As much as I wanted to create an elaborate results system for the initial release, the more I considered it, the more work I realized it would take to make it useful and not get in the way. It also seemed like it’d end up as an endless rabbit hole of complexity that would make implementing other skills and topics more difficult.
The naive solution of showing a big list or correct or incorrect questions doesn’t seem like it’d add a lot of value on its own. I’d rather spend more time considering a few key metrics that I could extract for the user that are 1. understandable at a glance and 2. immediately actionable. I’m regretfully offloading the burden of progress tracking onto the user while the app is still taking shape.
Most apps have an info/settings page that collects all kinds of disparate non-essential functions. Count Biki will probably end up with its mutable settings spread out across a few different contexts, so this page is more about tips, support, and legal info.
In app purchases
When I was first charging for my apps, the App Store didn’t have in app purchases. It was actually still the era of the “lite version” - a completely separate binary and listing on the App Store with only a subset of features that would link users to pay for and download the full version.

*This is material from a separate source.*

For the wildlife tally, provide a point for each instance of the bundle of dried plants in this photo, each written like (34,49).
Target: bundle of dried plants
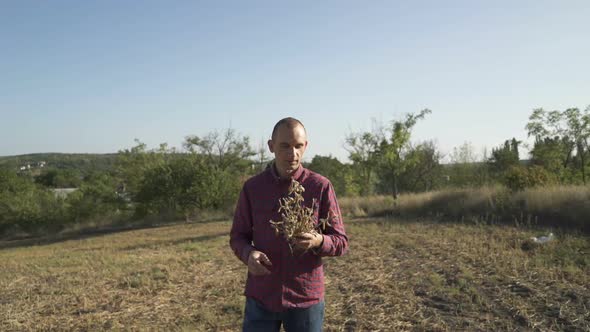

Since I’m starting to dip my toes in the water in building a self-sustaining independent app business, but my app isn’t at subscription-level value yet (in my opinion), I figured I’d try out the tip jar payment model. The plan is that almost all features are free upon first release, but features added in the future will require a pay-what-you-want-once upgrade. I called this “Transylvania Tier” as a nod to the vampire theme.
There is one unlockable feature: alternate app icons.
I’m hoping Count Biki will prove to be an invaluable addition to learners’ study materials. There are plenty more topics and features that complement the theme and goal of the app that I’ll continue to chip away at over time and as I get more feedback from learners.